O GI em Comunicação Estratégica e Processos de Tomada de Decisão tem como missão estudar o uso que as organizações fazem da comunicação estratégica, para alcançar objetivos organizacionais (sejam eles comerciais, sociais ou políticos), e explicar e prever o comportamento humano como consequência do uso estratégico da comunicação. A nossa investigação é sobretudo aplicada e tem-se dirigido a diferentes domínios e contextos, com foco na Comunicação Organizacional, no Marketing, na Publicidade ou nas Relações Públicas.

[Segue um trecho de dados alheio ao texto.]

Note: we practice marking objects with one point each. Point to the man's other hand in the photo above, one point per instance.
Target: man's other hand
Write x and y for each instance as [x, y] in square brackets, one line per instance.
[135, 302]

Quer seja no setor privado ou público. Para além da área da Saúde destaco outros dois campos de atuação que temos trabalhado e que respondem aos objetivos de sustentabilidade definidos pelas Nações Unidas: Cidades e Comunidades Sustentáveis e Produção e Consumo Responsável. No âmbito do primeiro, , o GI conta com organização de duas edições da Conferência Ibero-Americana em Place Branding realizadas nos anos de 2020 e 2021 (a organização da terceira edição da Conferência Ibero-Americana em Place Branding está a decorrer); com a publicação de um número temático de ebook «Place Branding» saído este ano; e com a co-organização da 2ª edição conferência internacional TOCRIA – Tourism and Creative Industries Academic Association, em 2018. Quanto ao tema Produção e Consumo Responsável destaco dois projetos financiados: «Estrategias de Comunicación para Reducir el Consumo Energético», financiado pela Fundación Carolina e Endesa, e «Portuguese Attitudes Towards Energy Consumption (PATEC)», financiado pelo ICNOVA. Este último conta com a colaboração direta da Junta de Freguesia de Penha de França e visa responder à seguinte questão: o consumo eficiente de energia pode ser estimulado de forma mais eficaz pela difusão de informação ou pela difusão de comportamento?
7. Investe-se o suficiente em Comunicação Estratégica na investigação? O que falta fazer?
A Comunicação Estratégica ainda luta pela aceitação e pelo desenvolvimento de uma identidade diferenciadora e independente. O que é natural se tivermos em conta que se trata de uma área recente. Mas há uma crescente procura por este campo de conhecimento por parte dos alunos dos três ciclos de ensino e que não dá sinais de abrandar. Acompanhada, claro, pela emergência de nova oferta letiva ligada à Comunicação Estratégica (cursos, mestrados, especialidades de doutoramento), tanto em Portugal, como fora. São sinais claros da crescente procura por parte das organizações e do reconhecimento da sua necessidade. Veja-se, por exemplo, a criação do NATO Strategic Communications Centre of Excellence em 2014. A Comunicação Estratégica veio para ficar, mas é preciso dar tempo para que estas novas gerações, especializadas na área, possam mostrar os seus contributos. Na NOVA já estamos a fazer um trabalho pioneiro: a especialidade em Comunicação Estratégica existe nos três ciclos de ensino desde 2006 (antes designada por Comunicação Aplicada e depois Comunicação Institucional) e temos o primeiro Grupo de Investigação em Portugal dedicado à Comunicação Estratégica.